How To Read a Wine Label
While the words "antique" and "wine" are rarely seen side-by-side, the category of wine collecting is one of the few collectible areas attracting the attention of millennials. With their taste for experiences rather than objects, this market segment has driven the craft beer market for some years now. Wine purveyors have taken notice and are trying to push into that space. Since many consumers buy wine based on the label, it's useful to know how to read one.

First of all, there are significant legal requirements as to what must appear on a wine label. Standards vary by country and label designs run the gamut from contemporary to traditional to everything in between.  Legend has it that the intoxicating effects of wine were first discovered in the Middle East. The rapid growth of varietals and the opaque jugs wine was stored in required early labeling, and the first labels were on parchment tied with a string around the neck of the jug. Wine labels were even found in King Tut's tomb, giving information as to winemaker, variety and region.

As commercial lithography became more widespread in the 18th century, wine labels became easier to print and thus more elaborate. By the 20th century, label design had become an artform. Premium wine producers like Chateau Mouton Rothschild were among the first to commission prominent artists to create distinctive labels, and that practice continues today.

These days, most wine bottles carry two labels - front and back. The front label is more ornamental while the back provides information and meets legal requirements. The wine's name, bottle volume, and alcohol content are required worldwide. A brand is not mandatory but the bottler must be identified. A label reading "Produced" and "Bottled By" indicates at least 75% of the contents were fermented at the address stated on the label. Those marked "Cellared" have been aged elsewhere. Those marked simply "Bottled By" are the least definitive and typical of house or generic wine.

Regional indications are optional and generally used to further a wine's exclusivity. Those from, say, the Bordeaux region of France will generally bring higher prices than those unable to make such a claim.

Wines claiming a varietal pedigree must be fermented from at least 75% of that particular grape, and a geographic origin must accompany any varietal marking.

As for vintage, this imprint (if present) indicates what year the grapes were harvested. Prior to 2006, American wines could only be marked with a vintage if at least 95% of the grapes came from that year. Thereafter, 85% was enough to make a vintage claim, bringing US standards more in line with those of other wine producing countries.

Alcohol by volume is another requirement of wine labels and generally ranged from 7.5% to 17%. Higher alcohol wines use grapes that have been more vine-ripened and tend to be fruitier in their taste.

Finally, the presence of an "Estate Bottled" imprint is allowed only if 100% of the grapes used come from lands owned or leased by the vineyard. Some of the oldest and most august winemakers are proud to make this claim as it suggests a purity and consistency that blended wines cannot hope to match.

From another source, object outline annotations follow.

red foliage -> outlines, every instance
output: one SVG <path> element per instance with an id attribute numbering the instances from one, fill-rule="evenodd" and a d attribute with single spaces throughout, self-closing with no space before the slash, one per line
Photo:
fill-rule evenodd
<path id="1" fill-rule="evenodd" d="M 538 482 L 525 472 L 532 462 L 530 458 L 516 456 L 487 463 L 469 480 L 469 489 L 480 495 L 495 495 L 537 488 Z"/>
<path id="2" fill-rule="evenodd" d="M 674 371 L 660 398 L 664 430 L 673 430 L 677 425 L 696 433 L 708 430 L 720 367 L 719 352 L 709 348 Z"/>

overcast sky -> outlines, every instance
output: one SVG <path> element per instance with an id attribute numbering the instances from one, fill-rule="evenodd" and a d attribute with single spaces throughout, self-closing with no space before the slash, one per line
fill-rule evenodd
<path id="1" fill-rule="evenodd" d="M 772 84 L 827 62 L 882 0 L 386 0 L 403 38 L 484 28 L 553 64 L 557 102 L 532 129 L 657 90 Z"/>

So there you are. While old wines are not available from most antique dealers, there are auctioneers and liquor retailers that specialize in this field. And as a collectible category offering opportunities for appreciation, wine collecting can be just that. With educated purchasing, careful storage and patience, premium wines have shown steady price growth over the past years... and you can always enjoy them yourself. Of course, once a wine bottle has been emptied, all you're left with is the bottle and cork... and maybe a hangover.